Machiavelli is an educated man. He has read all the ancients, all the histories, all the moral maxims and manuals of government. He negotiates… He negotiates anything he has to.
If he is making public that which everyone is thinking, but afraid to say, then his historical importance is not in any of the passages you quote, but that he writes a book about it.
One of the claims Dietz makes is that Machiavelli made no attempt at all to publicize The Prince; he wrote & delivered it to the respective palace, and that was it.
It’s actually the passage immediately following the one I quoted which exemplifies consequentialism, in sharp contrast to the classically influenced, religiously founded deontology that public figures in Europe claimed to espouse if they wanted to avoid the wrath of the Church.

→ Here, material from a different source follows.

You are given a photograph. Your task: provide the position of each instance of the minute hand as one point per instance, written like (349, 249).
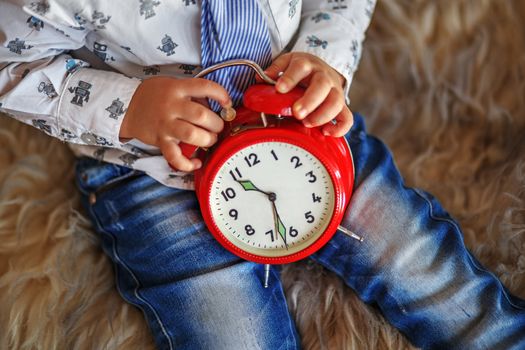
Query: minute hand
(249, 186)
(279, 226)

If he is making public that which everyone is thinking, but afraid to say, then his historical importance is not in any of the passages you quote, but that he writes a book about it.
Yup. From the OP:
One of the claims Dietz makes is that Machiavelli made no attempt at all to publicize The Prince; he wrote & delivered it to the respective palace, and that was it.
So what if he meant to do it gently in the Discourses on Livy rather than brazenly in the Prince?
Added: note that the Discourses were also banned. Subtracted: actually, that might have been a blanket ban, providing no evidence.
It seems entirely plausible to me that it was written with no other goal than gaining patronage. I’ll update the post.